I sighed with relief. The woman was mistaken; he couldn't be a seminarian because seminarians don't have such different views of things.

"You've explained it very well," I said.

THE GIRL WHO HAD winked at me was waiting at the door.

"I know that we belong to the same tradition," she said. "My name is Brida."

"I don't know what you're talking about."

"Of course you do," she laughed.

She took my arm and led me out of the building before I could say anything more. It was a cold night, and I wasn't sure what I was going to do until we left for Bilbao the next morning.

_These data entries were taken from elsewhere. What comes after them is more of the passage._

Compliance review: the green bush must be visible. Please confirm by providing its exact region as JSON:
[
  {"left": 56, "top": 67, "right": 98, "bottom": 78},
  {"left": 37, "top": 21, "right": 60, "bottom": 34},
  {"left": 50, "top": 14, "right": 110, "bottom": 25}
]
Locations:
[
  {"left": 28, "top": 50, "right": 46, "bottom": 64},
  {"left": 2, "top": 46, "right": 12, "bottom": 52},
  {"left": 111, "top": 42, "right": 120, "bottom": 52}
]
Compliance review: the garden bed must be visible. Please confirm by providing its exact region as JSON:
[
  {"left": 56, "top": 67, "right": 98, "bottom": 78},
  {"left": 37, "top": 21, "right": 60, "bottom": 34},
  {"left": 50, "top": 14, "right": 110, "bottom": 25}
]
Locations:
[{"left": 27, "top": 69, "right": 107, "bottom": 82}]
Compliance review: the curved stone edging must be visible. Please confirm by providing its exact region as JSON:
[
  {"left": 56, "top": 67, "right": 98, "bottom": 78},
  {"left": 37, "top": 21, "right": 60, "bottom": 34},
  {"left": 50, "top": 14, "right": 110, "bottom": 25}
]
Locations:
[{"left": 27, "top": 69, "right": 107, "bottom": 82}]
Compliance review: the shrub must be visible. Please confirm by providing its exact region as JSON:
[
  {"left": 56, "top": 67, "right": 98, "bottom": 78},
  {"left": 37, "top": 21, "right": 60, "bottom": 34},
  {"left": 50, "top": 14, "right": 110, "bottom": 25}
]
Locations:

"Where are we going?" I asked.

"To the statue of the Goddess."

"But...I need to find an inexpensive hotel where I can stay for the night."

"I'll show you one later."

/> I wanted to go to some warm cafe where I could talk to her for a bit and learn as much as I could about him. But I didn't want to argue. While she guided me across the Paseo de Castellana, I looked around at Madrid; I hadn't been there in years.

In the middle of the avenue, she stopped and pointed to the sky. "There She is."

The moon shone brilliantly through the bare branches of the trees on either side of the road.

"Isn't that beautiful!" I exclaimed.

But she wasn't listening. She spread her arms in the form of a cross, turning her palms upward, and just stood there contemplating the moon.

What have I gotten myself into? I thought. I came here to attend a conference, and now I wind up in the Paseo de Castellana with this crazy girl. And tomorrow I'm going to Bilbao!

"O mirror of the Earth Goddess," Brida was saying, her eyes closed. "Teach us about our power and make men understand us. Rising, gleaming, waning, and reviving in the heavens, you show us the cycle of the seed and the fruit."

She stretched her arms toward the night sky and held this position for some time. Several passersby looked at her and laughed, but she paid no attention; I was the one who was dying of embarrassment, standing there beside her.

"I needed to do that," she said, after her long adoration of the moon, "so that the Goddess would protect us."